G.R.S.: Io sono, invece, per la separazione delle funzioni (non delle carriere), prevedendo anche un solo passaggio tra giudice e pubblico ministero. E’ giusto evitare passaggi da una parte all’altra senza motivo. Ma il quesito referendario tende ad elevare uno steccato tra le due carriere, chiudendo il pubblico ministero in un ghetto dal quale non potrebbe più uscire nel corso di tutta la sua carriera professionale. Diventerebbe automaticamente, oggettivamente, un “passacarte” delle Sezioni di Polizia Giudiziaria, un “braccio armato” del governo; non più parte imparziale del processo ma avvocato dell’accusa. Allontanando il pubblico ministero dalla cultura della giurisdizione. Ma io credo molto nella obbligatorietà dell’azione penale (art. 112 della Cost.): “il P.M. ha l’obbligo di esercitare l’azione penale” In definitiva, il “pacchetto referendario” proposto dalle destre, se fosse approvato, produrrebbe una lesione nell’impianto costituzionale.
A.V.: Un consiglio all’elettore smarrito di fronte a quesiti troppo tecnici in materia di giustizia?
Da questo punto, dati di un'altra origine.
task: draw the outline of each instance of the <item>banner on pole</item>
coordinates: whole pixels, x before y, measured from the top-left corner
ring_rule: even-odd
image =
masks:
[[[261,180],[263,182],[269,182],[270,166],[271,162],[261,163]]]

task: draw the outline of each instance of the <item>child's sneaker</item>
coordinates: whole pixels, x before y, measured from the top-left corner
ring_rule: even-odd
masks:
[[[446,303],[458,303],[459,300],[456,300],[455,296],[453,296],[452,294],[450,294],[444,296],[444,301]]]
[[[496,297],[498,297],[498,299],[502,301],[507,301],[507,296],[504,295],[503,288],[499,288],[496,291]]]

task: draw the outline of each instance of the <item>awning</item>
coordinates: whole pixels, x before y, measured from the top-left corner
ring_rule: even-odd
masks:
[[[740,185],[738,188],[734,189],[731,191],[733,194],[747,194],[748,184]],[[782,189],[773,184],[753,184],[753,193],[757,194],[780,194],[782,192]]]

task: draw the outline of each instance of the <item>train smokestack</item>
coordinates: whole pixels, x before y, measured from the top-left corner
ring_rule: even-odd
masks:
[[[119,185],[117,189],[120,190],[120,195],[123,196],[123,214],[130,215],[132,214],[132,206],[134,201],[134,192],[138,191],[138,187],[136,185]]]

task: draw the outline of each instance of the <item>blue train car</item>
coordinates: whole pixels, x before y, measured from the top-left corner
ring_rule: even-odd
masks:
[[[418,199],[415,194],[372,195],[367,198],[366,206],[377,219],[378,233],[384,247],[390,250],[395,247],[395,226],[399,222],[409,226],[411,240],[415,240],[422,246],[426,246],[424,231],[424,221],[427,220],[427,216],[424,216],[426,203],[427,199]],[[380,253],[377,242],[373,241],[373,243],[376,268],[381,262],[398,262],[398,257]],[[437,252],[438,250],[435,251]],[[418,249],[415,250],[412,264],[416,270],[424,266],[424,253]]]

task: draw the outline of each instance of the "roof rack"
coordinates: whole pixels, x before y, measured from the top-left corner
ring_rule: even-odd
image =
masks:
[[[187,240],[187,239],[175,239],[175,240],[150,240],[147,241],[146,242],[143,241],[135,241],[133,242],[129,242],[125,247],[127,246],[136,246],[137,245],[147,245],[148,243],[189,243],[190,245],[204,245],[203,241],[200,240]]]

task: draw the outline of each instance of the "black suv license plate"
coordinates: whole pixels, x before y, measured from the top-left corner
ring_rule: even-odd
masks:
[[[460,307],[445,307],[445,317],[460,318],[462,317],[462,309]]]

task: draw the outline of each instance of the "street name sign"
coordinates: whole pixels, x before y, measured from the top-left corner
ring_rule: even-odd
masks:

Qual è la posizione più corretta da assumere rispetto al voto referendario?
G.R.S.: Votiamo NO, oppure non andiamo a votare (come propone e permette la stessa legge che regola i referendum) affinché non raggiunga il quorum espressamente richiesto (cinquanta per cento più uno).
A.V.: Ultima domanda che rivolgo a te come giurista garantista. Come valuti l’impianto della giustizia italiana e le sue leggi? Tu, in realtà cosa modificheresti, ad esempio sul sistema carcerario, della cui modifica sei da sempre un fautore?
G.R.S.: Ben più profonda riflessione merita la riforma della giustizia, riforma necessaria. Dopo anni di arretramento, sono necessari radicali interventi di forte segno democratico, anche per costruire un argine al degrado securitario, patriarcale, omofobo, proibizionista, razzista. Quanti “pacchetti sicurezza” repressivi dovremo abrogare? Non occorre, forse, ripristinare il rispetto della concezione costituzionale della pena (“mai vendetta di Stato”, disse l’Assemblea Costituente), allargando i campi di applicazione delle misure alternative al carcere, fissando, come in quasi tutti i Paesi europei, un tetto massimo alla pena detentiva. Viviamo un passaggio di fase pericoloso. L’emergenzialismo post pandemia e, ora, il clima di guerra stanno segnando una deriva verso lo “Stato di eccezione”, lo “Stato del controllo”. Si diffondono misure repressive, arresti domiciliari, fogli di via, obblighi di firma, come strumenti del potere per “insorgenze di ordine pubblico”; cioè per colpire attivisti politici, movimenti sociali, soggetti critici verso il potere. I casi stanno diventando numerosissimi. Sembra, insomma, che all’ordinamento penale sia stata delegata la regolazione dei conti con il conflitto sociale. Dobbiamo lanciare una sfida alta, democratica, che rinnovi e rafforzi le istituzioni repubblicane.